Phase transitions in self-gravitating systems and bacterial populations surrounding a central body

TL;DR

This paper investigates phase transitions in self-gravitating systems with a central body, revealing how the phase behavior depends on the core radius and spatial dimension, with implications for astrophysics and bacterial chemotaxis.

Contribution

It introduces a detailed analysis of phase transitions in self-gravitating systems with a central body, highlighting the dependence on core radius and ensemble type, and compares with fermionic systems.

Findings

Existence of two critical points in the phase diagram.

Phase transitions depend on the core radius and ensemble.

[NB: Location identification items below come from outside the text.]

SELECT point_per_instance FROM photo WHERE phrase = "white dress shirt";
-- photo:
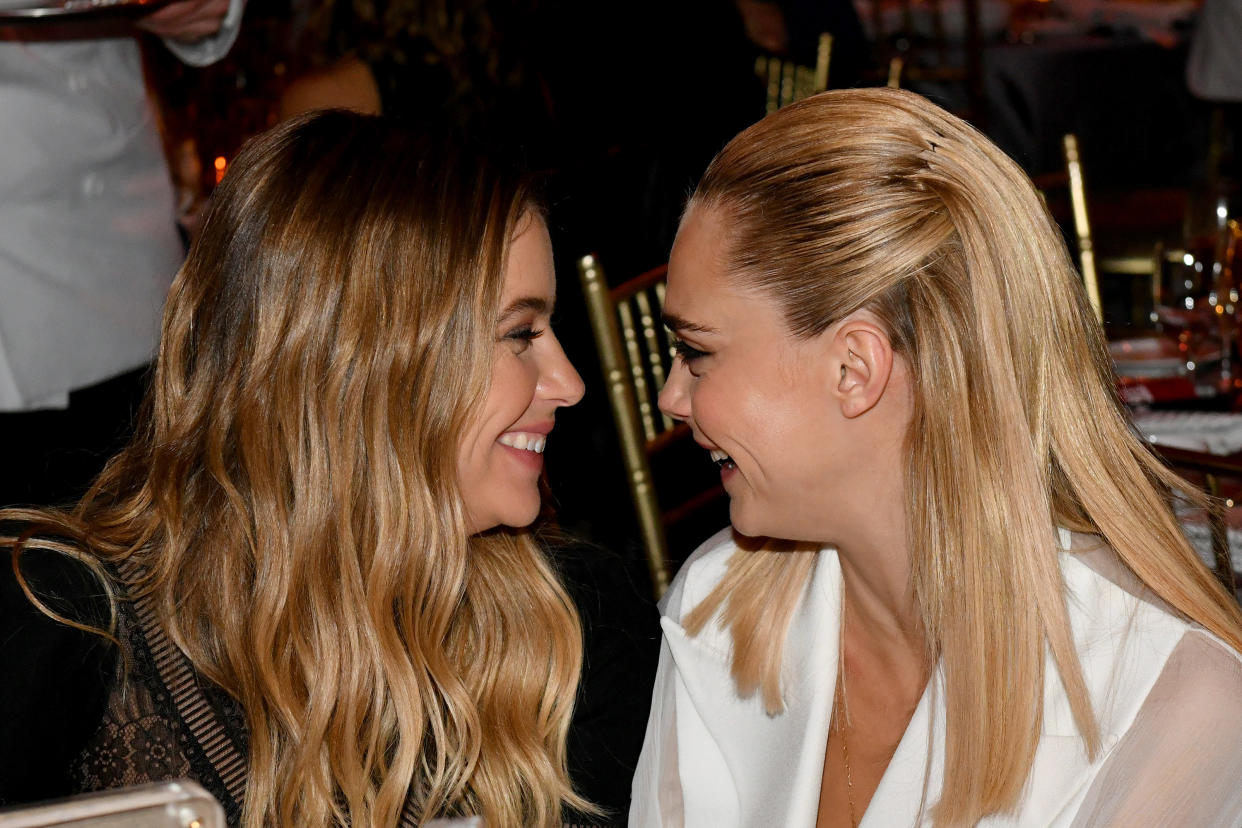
(88, 242)
(1166, 694)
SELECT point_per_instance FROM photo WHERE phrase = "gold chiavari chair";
(1071, 184)
(788, 81)
(636, 356)
(913, 42)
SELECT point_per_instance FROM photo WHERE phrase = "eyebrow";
(677, 323)
(537, 304)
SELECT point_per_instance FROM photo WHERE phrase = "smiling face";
(501, 453)
(763, 402)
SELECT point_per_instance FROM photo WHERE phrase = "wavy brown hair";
(292, 493)
(877, 199)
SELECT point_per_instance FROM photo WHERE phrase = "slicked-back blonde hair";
(292, 492)
(877, 199)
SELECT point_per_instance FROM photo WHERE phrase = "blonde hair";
(292, 493)
(877, 199)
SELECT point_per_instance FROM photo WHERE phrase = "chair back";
(930, 44)
(1065, 194)
(788, 81)
(636, 358)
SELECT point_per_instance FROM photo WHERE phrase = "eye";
(687, 353)
(521, 338)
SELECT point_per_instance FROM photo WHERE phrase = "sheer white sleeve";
(1180, 762)
(656, 798)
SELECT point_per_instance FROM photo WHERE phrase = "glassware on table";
(1197, 303)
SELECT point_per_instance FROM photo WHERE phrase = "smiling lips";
(524, 441)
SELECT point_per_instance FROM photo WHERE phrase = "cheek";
(513, 389)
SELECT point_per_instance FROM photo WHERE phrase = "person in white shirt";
(954, 591)
(88, 240)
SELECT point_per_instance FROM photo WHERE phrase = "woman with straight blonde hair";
(955, 591)
(308, 569)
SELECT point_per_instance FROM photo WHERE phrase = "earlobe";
(866, 361)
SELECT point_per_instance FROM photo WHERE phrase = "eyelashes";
(522, 338)
(687, 351)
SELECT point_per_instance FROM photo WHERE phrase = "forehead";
(529, 271)
(698, 277)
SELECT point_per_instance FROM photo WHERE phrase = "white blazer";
(717, 760)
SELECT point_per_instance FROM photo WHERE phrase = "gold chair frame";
(612, 314)
(789, 82)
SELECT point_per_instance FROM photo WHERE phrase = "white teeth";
(524, 441)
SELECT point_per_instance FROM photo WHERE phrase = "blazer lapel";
(739, 765)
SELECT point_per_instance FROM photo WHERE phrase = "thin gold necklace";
(842, 721)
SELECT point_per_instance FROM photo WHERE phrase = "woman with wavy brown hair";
(955, 591)
(318, 596)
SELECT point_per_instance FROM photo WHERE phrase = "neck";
(879, 608)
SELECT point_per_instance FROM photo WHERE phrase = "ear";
(862, 359)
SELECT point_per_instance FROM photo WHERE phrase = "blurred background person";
(88, 237)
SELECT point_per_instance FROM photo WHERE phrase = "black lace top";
(78, 716)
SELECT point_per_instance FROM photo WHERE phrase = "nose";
(675, 399)
(559, 381)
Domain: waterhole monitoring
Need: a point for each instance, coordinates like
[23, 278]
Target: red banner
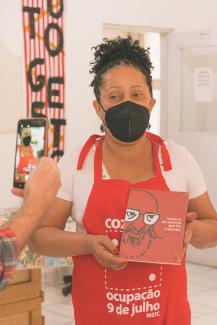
[44, 65]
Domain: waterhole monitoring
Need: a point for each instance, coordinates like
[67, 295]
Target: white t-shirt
[185, 176]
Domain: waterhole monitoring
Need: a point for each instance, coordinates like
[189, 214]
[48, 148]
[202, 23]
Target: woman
[96, 181]
[25, 155]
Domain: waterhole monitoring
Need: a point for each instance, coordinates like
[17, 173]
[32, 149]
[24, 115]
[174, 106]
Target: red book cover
[154, 226]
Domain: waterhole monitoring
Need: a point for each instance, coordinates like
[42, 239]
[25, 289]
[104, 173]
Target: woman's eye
[138, 95]
[113, 97]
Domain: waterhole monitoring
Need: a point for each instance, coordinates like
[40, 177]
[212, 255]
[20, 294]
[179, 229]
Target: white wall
[83, 27]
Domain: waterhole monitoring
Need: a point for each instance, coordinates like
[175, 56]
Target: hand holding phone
[31, 145]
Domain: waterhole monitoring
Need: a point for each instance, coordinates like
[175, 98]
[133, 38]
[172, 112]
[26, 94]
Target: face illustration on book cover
[140, 223]
[154, 225]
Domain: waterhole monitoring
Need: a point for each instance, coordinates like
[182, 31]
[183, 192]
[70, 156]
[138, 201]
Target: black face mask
[127, 121]
[27, 140]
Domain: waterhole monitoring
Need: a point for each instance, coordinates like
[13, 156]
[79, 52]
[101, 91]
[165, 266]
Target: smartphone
[31, 145]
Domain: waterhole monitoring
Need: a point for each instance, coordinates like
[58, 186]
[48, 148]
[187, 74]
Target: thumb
[17, 192]
[191, 216]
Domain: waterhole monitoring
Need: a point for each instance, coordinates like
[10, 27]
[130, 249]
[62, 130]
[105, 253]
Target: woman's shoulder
[176, 149]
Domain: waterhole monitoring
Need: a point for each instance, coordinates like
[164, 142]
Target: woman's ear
[152, 103]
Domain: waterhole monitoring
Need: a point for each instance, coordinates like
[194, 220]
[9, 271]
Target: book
[154, 226]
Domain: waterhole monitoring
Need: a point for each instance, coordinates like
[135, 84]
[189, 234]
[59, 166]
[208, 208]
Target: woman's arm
[50, 239]
[202, 232]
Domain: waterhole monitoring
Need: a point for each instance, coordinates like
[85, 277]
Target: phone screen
[30, 146]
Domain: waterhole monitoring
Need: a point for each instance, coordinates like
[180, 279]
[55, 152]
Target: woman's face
[123, 83]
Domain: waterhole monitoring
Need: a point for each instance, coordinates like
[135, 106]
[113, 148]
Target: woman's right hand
[104, 251]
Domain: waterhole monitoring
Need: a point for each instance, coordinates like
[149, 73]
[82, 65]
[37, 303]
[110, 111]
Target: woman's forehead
[123, 74]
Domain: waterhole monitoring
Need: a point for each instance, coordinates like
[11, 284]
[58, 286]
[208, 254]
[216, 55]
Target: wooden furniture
[20, 302]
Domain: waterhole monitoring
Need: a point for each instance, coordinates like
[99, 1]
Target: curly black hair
[119, 51]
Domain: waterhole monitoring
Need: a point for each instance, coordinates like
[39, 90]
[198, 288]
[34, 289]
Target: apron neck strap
[86, 148]
[98, 161]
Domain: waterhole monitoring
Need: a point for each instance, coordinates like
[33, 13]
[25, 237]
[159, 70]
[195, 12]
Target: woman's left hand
[191, 216]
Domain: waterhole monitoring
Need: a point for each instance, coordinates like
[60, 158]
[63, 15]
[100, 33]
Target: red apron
[25, 161]
[143, 293]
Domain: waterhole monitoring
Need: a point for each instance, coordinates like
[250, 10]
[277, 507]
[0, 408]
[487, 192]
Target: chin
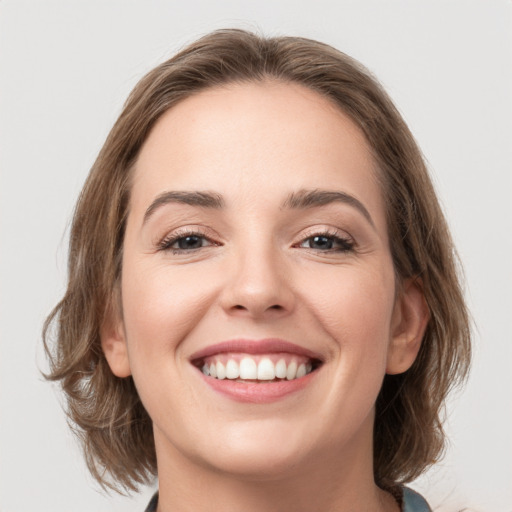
[258, 454]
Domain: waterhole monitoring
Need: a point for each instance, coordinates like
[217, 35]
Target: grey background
[66, 68]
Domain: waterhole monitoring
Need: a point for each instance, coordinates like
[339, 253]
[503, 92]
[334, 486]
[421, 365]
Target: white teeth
[248, 369]
[291, 372]
[221, 371]
[281, 369]
[266, 370]
[232, 370]
[301, 371]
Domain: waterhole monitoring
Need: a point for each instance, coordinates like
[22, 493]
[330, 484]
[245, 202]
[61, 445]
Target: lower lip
[258, 392]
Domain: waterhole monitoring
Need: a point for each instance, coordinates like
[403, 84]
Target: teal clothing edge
[411, 502]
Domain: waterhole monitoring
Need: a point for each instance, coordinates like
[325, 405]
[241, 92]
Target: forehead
[255, 137]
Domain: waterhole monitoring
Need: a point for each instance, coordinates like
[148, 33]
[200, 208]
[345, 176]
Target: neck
[328, 483]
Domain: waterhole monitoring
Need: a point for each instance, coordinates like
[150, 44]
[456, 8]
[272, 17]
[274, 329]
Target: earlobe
[410, 319]
[113, 344]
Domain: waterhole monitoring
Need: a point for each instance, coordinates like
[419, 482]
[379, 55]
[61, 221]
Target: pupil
[322, 242]
[189, 242]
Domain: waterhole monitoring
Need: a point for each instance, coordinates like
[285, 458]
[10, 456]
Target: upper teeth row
[249, 369]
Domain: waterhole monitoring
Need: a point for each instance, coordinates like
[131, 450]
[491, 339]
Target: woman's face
[256, 245]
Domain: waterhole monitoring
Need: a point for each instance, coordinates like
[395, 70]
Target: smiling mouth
[264, 368]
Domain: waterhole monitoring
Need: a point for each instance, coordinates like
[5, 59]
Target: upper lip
[247, 346]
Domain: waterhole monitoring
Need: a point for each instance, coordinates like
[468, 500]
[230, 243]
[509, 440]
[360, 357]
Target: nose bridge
[258, 282]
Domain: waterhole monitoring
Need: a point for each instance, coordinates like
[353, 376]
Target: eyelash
[345, 244]
[167, 243]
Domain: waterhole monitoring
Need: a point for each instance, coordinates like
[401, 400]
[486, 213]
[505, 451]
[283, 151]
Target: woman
[263, 307]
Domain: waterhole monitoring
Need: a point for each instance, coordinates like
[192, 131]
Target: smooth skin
[253, 267]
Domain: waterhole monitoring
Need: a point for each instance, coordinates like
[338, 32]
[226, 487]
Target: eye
[327, 242]
[180, 243]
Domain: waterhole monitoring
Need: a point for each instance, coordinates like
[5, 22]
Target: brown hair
[105, 410]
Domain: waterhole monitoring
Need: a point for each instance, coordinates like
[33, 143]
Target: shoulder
[413, 502]
[153, 503]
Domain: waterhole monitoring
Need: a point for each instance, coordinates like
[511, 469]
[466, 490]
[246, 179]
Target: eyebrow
[201, 199]
[299, 200]
[304, 199]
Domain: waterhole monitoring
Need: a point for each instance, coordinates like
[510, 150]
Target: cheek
[161, 306]
[354, 306]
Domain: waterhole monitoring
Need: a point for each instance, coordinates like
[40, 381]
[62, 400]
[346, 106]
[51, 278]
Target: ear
[113, 341]
[410, 319]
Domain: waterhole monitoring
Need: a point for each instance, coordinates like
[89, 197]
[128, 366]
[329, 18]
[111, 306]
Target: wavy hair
[105, 411]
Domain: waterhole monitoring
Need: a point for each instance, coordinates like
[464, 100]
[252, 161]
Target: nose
[258, 286]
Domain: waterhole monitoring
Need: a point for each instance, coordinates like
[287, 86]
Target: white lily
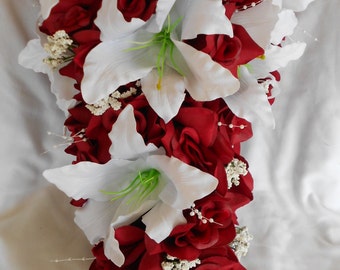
[32, 57]
[153, 51]
[164, 186]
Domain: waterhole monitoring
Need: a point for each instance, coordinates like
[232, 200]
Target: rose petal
[284, 26]
[112, 24]
[46, 6]
[126, 142]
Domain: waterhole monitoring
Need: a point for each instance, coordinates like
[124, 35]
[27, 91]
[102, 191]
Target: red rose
[97, 127]
[71, 16]
[200, 136]
[187, 241]
[85, 40]
[142, 9]
[228, 52]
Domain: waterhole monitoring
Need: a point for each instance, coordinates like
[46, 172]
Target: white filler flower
[138, 181]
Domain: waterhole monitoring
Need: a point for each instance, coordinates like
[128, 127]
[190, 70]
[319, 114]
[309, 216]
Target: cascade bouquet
[158, 96]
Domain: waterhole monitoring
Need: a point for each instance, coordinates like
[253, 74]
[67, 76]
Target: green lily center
[166, 48]
[140, 188]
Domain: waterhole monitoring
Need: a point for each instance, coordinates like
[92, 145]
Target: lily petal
[127, 143]
[156, 22]
[185, 183]
[209, 17]
[46, 6]
[111, 64]
[62, 87]
[204, 79]
[94, 218]
[251, 102]
[167, 100]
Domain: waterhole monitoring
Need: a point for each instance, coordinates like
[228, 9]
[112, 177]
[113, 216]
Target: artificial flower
[154, 52]
[251, 102]
[62, 87]
[141, 9]
[71, 16]
[173, 186]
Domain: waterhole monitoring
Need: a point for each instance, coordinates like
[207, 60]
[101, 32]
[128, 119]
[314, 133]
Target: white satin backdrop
[295, 215]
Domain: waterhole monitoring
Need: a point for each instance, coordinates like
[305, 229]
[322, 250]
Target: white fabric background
[295, 216]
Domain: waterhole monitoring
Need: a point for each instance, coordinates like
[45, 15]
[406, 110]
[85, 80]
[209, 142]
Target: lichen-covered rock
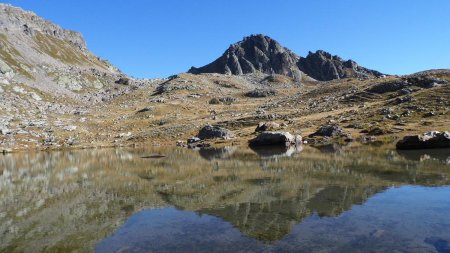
[213, 132]
[433, 139]
[261, 93]
[330, 131]
[275, 138]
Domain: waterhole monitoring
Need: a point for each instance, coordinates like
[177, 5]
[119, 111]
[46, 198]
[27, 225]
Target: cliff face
[323, 66]
[42, 55]
[261, 54]
[254, 54]
[13, 19]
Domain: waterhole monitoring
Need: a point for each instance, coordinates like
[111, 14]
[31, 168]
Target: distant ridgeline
[262, 54]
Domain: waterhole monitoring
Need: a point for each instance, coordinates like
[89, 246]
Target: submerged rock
[277, 151]
[261, 93]
[213, 132]
[275, 138]
[267, 126]
[330, 131]
[433, 139]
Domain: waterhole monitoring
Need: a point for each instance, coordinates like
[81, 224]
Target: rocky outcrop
[213, 132]
[43, 55]
[323, 66]
[330, 131]
[275, 138]
[262, 54]
[267, 126]
[433, 139]
[425, 82]
[254, 54]
[261, 93]
[13, 18]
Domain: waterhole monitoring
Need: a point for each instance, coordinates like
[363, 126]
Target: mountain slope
[260, 53]
[323, 66]
[256, 53]
[45, 56]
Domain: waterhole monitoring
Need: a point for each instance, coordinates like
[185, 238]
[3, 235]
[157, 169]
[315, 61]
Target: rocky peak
[254, 54]
[14, 19]
[323, 66]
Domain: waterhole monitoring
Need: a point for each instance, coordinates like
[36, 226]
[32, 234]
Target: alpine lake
[229, 199]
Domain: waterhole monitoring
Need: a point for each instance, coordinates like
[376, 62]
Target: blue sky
[158, 38]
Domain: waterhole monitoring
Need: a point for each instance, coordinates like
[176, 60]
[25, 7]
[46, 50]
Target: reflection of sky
[408, 218]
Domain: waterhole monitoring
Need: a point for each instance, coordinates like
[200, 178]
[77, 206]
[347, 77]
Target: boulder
[330, 131]
[193, 140]
[267, 126]
[275, 138]
[123, 81]
[261, 93]
[213, 132]
[433, 139]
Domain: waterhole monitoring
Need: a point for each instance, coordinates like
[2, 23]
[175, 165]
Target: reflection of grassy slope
[64, 201]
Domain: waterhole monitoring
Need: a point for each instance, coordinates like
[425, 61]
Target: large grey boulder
[213, 132]
[275, 138]
[330, 131]
[433, 139]
[261, 93]
[267, 126]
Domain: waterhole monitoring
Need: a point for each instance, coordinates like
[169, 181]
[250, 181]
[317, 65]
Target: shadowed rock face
[256, 53]
[323, 66]
[261, 54]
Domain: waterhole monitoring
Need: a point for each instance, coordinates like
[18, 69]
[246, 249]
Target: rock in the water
[433, 139]
[123, 81]
[390, 86]
[222, 100]
[330, 131]
[267, 126]
[213, 132]
[261, 93]
[193, 140]
[275, 138]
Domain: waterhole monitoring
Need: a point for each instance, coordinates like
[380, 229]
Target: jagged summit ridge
[324, 66]
[262, 54]
[14, 19]
[255, 53]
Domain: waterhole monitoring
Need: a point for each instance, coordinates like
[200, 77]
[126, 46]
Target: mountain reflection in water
[224, 200]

Analogies with bacterial chemotaxis and fermionic systems.

Abstract

We study the nature of phase transitions in a self-gravitating classical gas in the presence of a central body. The central body can mimic a black hole at the center of a galaxy or a rocky core (protoplanet) in the context of planetary formation. In the chemotaxis of bacterial populations, sharing formal analogies with self-gravitating systems, the central body can be a supply of ``food'' (chemoattractant). We consider both microcanonical (fixed energy) and canonical (fixed temperature) descriptions and study the inequivalence of statistical ensembles. At high energies (resp. high temperatures), the system is in a ``gaseous'' phase and at low energies (resp. low temperatures) it is in a condensed phase with a ``cusp-halo'' structure, where the cusp corresponds to the rapid increase of the density of the gas at the contact with the central body. For a fixed density $\rho_{*}$ of the central body, we show the existence of two critical points in the phase diagram, one in each ensemble, depending on the core radius $R_{*}$: for small radii $R_{*}<R_{*}^{\rm MCP}$, there exist both microcanonical and canonical phase transitions (that are zeroth and first order); for intermediate radii $R_{*}^{\rm MCP}<R_{*}<R_{*}^{\rm CCP}$, only canonical phase transitions are present; and for large radii $R_{*}>R_{*}^{\rm CCP}$, there is no phase transition at all. We study how the nature of these phase transitions changes as a function of the dimension of space. We also discuss the analogies and the differences with phase transitions in the self-gravitating Fermi gas [P.H. Chavanis, Phys. Rev. E 65, 056123 (2002)].